And yet rehabilitation of both harbor seals and gray seals is widespread internationally. Britain and Ireland are home to a cluster of seal rehabilitation organizations. The Vancouver Aquarium in British Columbia takes in injured and orphaned harbor seals, alongside other marine mammals in need of help. And the Marine Mammal Center in California takes in a limited number of harbor seals per year, mostly those born on beaches popular with humans (and their dogs).
The three countries on the Wadden Sea—Denmark, Germany, and the Netherlands—have an agreement stipulating that each country should have a seal conservation plan. But the agreement leaves a great deal open for interpretation, resulting in three different approaches.
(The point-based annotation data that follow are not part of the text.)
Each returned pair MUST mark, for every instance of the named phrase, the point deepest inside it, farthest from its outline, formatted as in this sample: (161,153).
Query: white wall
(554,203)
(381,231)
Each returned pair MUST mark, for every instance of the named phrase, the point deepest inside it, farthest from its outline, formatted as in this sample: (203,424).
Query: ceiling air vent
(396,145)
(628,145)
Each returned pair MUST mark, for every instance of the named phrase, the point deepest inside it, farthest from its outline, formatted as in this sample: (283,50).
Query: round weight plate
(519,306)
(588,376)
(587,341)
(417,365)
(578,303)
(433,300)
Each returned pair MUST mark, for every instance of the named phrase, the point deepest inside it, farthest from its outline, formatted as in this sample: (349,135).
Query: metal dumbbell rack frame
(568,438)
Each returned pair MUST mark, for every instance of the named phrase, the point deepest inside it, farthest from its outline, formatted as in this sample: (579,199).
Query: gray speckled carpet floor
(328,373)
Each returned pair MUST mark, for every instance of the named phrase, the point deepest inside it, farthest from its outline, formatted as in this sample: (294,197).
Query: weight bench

In Denmark, seal rehabilitation ended in 1995. These days, if a sick harbor seal is found on a beach and judged to have no chance of recovery in the wild, it’s promptly euthanized. “They’re shot,” says Galatius. (Danish conservation guidelines specify the caliber of firearm to be used for different sizes of animals to ensure a quick and safe death.)
Seal rehabilitation centers in Germany help orphaned or injured seals, but unlike Dutch wildlife officials, German wardens will shoot a seal if it seems like a poor candidate for rehabilitation. Ending a life swiftly with a bullet is a common method in wildlife management worldwide, preferable to restraining a wild animal for treatment or chemical euthanasia, says Sealcentre Pieterburen’s de Vries. “It’s way quicker and more respectful to the animal.”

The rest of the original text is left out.